IMPACT ON RACIAL JUSTICE
The commercial marijuana industry has created a false dichotomy between legalization and social justice.
Lawmakers can remove criminal penalties, expunge records, and reform enforcement mechanisms without normalizing drug use and opening the door for commercialized marijuana products to be sold in our state.
The promise that legalization would create new economic opportunities for marginalized communities have not come to fruition in any state.
Washington: African-Americans largely left out of WA legal cannabis business
Illinois: Black and Latinx owners are barely a blip on the cannabis revenue radar.
Legalization has failed to deliver on promises to provide reconciliation to communities that have been harmed by disparate enforcement of marijuana laws.
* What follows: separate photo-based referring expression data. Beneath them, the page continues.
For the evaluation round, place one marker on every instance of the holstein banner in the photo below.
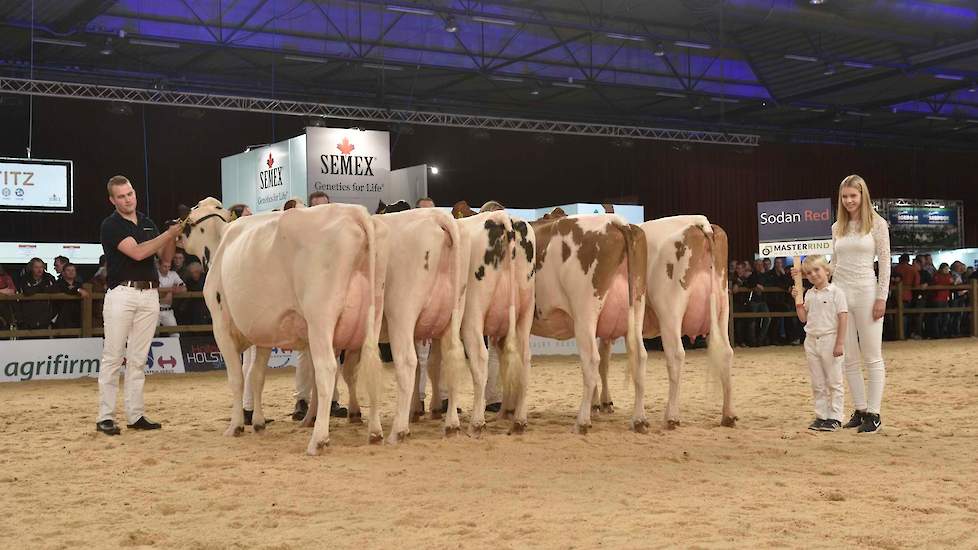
(65, 358)
(794, 228)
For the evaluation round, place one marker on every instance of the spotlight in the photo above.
(450, 24)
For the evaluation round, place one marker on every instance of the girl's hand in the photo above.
(879, 308)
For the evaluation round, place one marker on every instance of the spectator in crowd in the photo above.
(317, 198)
(59, 265)
(35, 314)
(69, 312)
(240, 210)
(170, 284)
(909, 275)
(940, 298)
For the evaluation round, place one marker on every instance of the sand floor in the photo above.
(766, 483)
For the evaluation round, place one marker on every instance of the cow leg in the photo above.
(604, 405)
(349, 371)
(230, 350)
(590, 357)
(405, 363)
(257, 375)
(475, 347)
(672, 345)
(638, 360)
(324, 365)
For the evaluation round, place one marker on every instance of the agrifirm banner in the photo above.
(795, 228)
(36, 185)
(351, 166)
(66, 358)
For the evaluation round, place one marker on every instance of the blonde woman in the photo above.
(859, 236)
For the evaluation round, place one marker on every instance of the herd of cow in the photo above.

In Colorado, arrest disparities have not changed in any meaningful way since the state legalized marijuana in 2012. A 2021 analysis produced by the Colorado Department of Public Safety found that the marijuana arrest rate for Black people (160 per 100,000) was more than double that of white people (76 per 100,000) in 2019. Similar disparities persist for juveniles arrested for marijuana-related issues.[i]
A 2016 report by NPR revealed that following legalization, the marijuana arrest rate in Colorado for white 10- to 17-year-olds fell by nearly 10 percent from 2012 to 2014, while arrest rates for Latino and black youths respectively rose more than 20 percent and more than 50 percent.[ii]
Legalization would exacerbate problems with a negative health outcomes and addiction in the black community.
A 2020 study found that adolescent marijuana use among young Blacks in urban communities is associated with future opioid misuse.